Anelosimus biglebowski

Scientific classification
- Kingdom: Animalia
- Phylum: Arthropoda
- Subphylum: Chelicerata
- Class: Arachnida
- Order: Araneae
- Infraorder: Araneomorphae
- Family: Theridiidae
- Genus: Anelosimus
- Species: A. biglebowski
- Binomial name: Anelosimus biglebowski Agnarsson, 2006

= Anelosimus biglebowski =

- Genus: Anelosimus
- Species: biglebowski
- Authority: Agnarsson, 2006

Species of spider

Anelosimus biglebowski is a species of spider in the family Theridiidae. All specimens known have been found in the Udzungwa Scarp Forest Reserve, Mufindi District, Tanzania. It is named for the 1998 film The Big Lebowski.

== Description ==
Anelosimus biglebowski ranges in total length from 1.80–2.10mm in males and 1.85–2.15mm in females. Coloration of the abdomen is variable in both sexes.

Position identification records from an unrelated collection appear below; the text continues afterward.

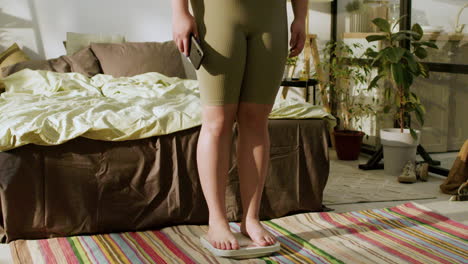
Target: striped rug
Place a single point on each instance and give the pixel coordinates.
(407, 233)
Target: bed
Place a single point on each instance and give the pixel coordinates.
(101, 181)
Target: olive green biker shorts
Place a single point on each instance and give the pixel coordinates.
(246, 45)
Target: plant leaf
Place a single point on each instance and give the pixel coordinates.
(412, 64)
(419, 114)
(421, 53)
(394, 54)
(397, 73)
(374, 82)
(418, 29)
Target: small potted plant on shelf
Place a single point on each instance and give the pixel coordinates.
(400, 66)
(348, 77)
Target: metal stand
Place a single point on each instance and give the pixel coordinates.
(374, 162)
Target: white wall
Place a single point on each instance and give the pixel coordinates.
(44, 23)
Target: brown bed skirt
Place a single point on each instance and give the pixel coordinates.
(88, 186)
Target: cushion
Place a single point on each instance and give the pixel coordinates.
(84, 62)
(133, 58)
(12, 56)
(77, 41)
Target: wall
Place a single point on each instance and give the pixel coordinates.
(40, 26)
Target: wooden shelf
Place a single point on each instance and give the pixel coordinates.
(427, 36)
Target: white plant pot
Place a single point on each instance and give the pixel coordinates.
(398, 149)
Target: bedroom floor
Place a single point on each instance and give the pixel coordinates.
(457, 211)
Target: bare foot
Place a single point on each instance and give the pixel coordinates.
(220, 236)
(253, 228)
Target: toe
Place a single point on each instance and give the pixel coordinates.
(234, 244)
(263, 242)
(228, 245)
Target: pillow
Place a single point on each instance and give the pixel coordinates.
(56, 65)
(133, 58)
(77, 41)
(84, 62)
(12, 56)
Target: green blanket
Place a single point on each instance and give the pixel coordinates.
(48, 108)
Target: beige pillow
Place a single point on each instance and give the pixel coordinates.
(133, 58)
(77, 41)
(84, 62)
(12, 56)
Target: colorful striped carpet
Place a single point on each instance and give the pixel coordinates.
(408, 233)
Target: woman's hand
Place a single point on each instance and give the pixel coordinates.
(183, 24)
(298, 36)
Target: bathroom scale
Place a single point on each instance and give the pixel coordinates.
(247, 248)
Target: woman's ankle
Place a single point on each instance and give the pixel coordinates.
(218, 220)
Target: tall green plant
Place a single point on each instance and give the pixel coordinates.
(346, 78)
(401, 66)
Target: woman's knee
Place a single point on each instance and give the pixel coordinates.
(253, 116)
(218, 121)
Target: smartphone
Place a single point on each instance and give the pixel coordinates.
(196, 54)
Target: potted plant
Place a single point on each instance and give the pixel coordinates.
(347, 78)
(400, 66)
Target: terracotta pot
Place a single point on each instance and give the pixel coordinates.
(348, 144)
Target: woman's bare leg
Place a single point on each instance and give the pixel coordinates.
(253, 155)
(213, 150)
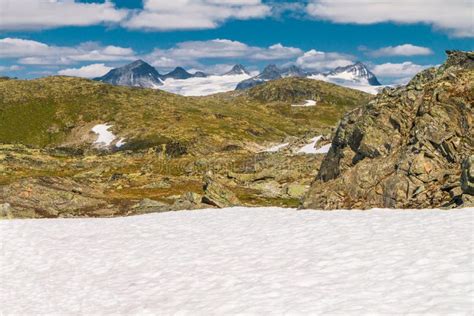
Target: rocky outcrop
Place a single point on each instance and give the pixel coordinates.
(217, 194)
(49, 197)
(404, 149)
(467, 175)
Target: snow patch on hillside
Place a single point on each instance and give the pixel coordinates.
(241, 261)
(276, 148)
(203, 86)
(104, 136)
(307, 103)
(312, 149)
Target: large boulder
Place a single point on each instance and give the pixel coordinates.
(404, 148)
(467, 175)
(216, 193)
(50, 197)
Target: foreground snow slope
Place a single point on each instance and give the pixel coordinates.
(241, 260)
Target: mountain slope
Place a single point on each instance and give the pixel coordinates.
(405, 148)
(136, 74)
(178, 73)
(355, 73)
(237, 70)
(59, 111)
(356, 76)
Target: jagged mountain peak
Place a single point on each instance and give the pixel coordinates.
(270, 72)
(135, 74)
(357, 72)
(238, 69)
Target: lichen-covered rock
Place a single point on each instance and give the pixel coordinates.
(404, 148)
(217, 193)
(467, 175)
(50, 197)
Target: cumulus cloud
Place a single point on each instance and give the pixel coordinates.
(44, 14)
(89, 71)
(37, 53)
(322, 61)
(400, 70)
(190, 53)
(401, 50)
(11, 68)
(194, 14)
(453, 16)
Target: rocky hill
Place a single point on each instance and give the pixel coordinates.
(407, 148)
(62, 111)
(75, 147)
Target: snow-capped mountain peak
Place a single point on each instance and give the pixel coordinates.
(271, 72)
(178, 73)
(357, 72)
(237, 70)
(293, 71)
(135, 74)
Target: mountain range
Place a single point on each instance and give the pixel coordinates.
(141, 74)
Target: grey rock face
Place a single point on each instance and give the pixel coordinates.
(136, 74)
(404, 148)
(467, 175)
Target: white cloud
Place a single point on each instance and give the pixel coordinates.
(36, 53)
(401, 50)
(189, 53)
(43, 14)
(322, 61)
(453, 16)
(89, 71)
(11, 68)
(193, 14)
(401, 70)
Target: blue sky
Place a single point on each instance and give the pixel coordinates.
(396, 39)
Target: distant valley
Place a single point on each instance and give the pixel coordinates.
(180, 81)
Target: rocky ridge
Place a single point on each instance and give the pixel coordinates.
(407, 147)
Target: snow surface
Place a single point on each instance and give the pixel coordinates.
(307, 103)
(203, 86)
(104, 136)
(241, 261)
(311, 147)
(276, 148)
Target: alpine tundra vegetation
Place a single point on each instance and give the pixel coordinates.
(76, 147)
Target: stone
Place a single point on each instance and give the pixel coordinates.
(6, 211)
(217, 194)
(51, 197)
(296, 191)
(404, 149)
(467, 175)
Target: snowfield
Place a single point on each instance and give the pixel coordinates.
(241, 260)
(349, 83)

== Habitat and natural history ==
The only known specimens have been collected from mid-elevation rainforest in the Udzungwa Scarp Forest Reserve, most commonly from an elevation of 1650–1730m. There may be a sex ratio of 2.5 females to 1 male. Habitat range is similar to Anelosimus dude, which is also close genetically.